These days, you'd have to search long and hard for a company that trumps Lehman Brothers' flow of news, as the big brokerage tries to avoid following Bear Stearns into the financial abyss. But among the leaders in good news, indicating superb management -- and perhaps being in the right place at the right time -- is natural-gas producer Chesapeake Energy (NYSE:CHK).

Monday's news was that Chesapeake has formed a joint venture with Goodrich Petroleum (NYSE:GDP), in which Chesapeake will pay Goodrich about $178 million for working interests in deep strata of the Bethany-Longstreet field of Caddo and DeSoto parishes in Louisiana. That is in the Haynesville Shale of East Texas and Louisiana, and Chesapeake already has told us that Haynesville will probably be a massive play.

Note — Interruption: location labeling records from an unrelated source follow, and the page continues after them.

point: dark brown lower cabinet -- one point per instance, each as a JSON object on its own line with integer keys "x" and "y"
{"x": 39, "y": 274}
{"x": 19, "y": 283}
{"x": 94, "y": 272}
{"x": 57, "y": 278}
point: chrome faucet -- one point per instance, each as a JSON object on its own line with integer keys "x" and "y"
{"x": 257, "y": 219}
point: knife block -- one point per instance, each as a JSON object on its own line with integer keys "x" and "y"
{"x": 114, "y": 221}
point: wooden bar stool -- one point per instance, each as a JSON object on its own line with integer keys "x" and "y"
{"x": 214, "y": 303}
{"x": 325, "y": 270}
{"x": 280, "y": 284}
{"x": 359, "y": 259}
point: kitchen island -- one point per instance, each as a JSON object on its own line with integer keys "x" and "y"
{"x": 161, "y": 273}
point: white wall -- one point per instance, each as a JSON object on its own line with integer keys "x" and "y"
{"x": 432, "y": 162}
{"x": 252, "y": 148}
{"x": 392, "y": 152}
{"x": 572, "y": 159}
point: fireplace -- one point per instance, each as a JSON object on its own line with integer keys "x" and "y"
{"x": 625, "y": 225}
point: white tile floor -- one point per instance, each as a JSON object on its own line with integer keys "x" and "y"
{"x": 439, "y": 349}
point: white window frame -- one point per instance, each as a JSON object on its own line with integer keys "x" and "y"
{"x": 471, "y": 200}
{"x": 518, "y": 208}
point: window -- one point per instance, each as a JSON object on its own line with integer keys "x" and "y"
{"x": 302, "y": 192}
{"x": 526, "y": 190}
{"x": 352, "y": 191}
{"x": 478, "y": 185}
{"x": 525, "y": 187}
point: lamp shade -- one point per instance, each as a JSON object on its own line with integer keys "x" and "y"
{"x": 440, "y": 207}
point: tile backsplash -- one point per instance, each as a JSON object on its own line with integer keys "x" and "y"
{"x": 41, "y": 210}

That's a significant deal for Chesapeake. With less than two decades under its corporate belt, the company, as CEO Aubrey McClendon told us at the company's recent annual meeting, is on the verge of surpassing BP (NYSE:BP) and Anadarko Petroleum (NYSE:APC) to become the largest U.S. natural-gas producer. Chesapeake will probably stake that claim before your kids return to school in the fall.

For Oklahoma City-based Chesapeake, the Barnett and the Fayetteville shales of Arkansas are already taking a back seat to the immense promise of the Haynesville. McClendon is still playing it close to the vest regarding specific Haynesville metrics, but he has said that the company has five rigs operating there, expects a minimum of 12 by year's end, and is looking for 30 or more by the finish of 2009.

But one key metric available on Chesapeake indicates why Fools would be well advised to keep a close eye on this Motley Fool Inside Value selection: A $1,000 investment at the time of the company's IPO 15 years ago would today be worth more than $50,000 today. The company's shares have appreciated by about 64% in just the past year.

All of this, along with the ascendancy of what McClendon calls "clean-burning, American-produced natural gas," has me watching Chesapeake closely. I hope my energy-investing Foolish friends will join me.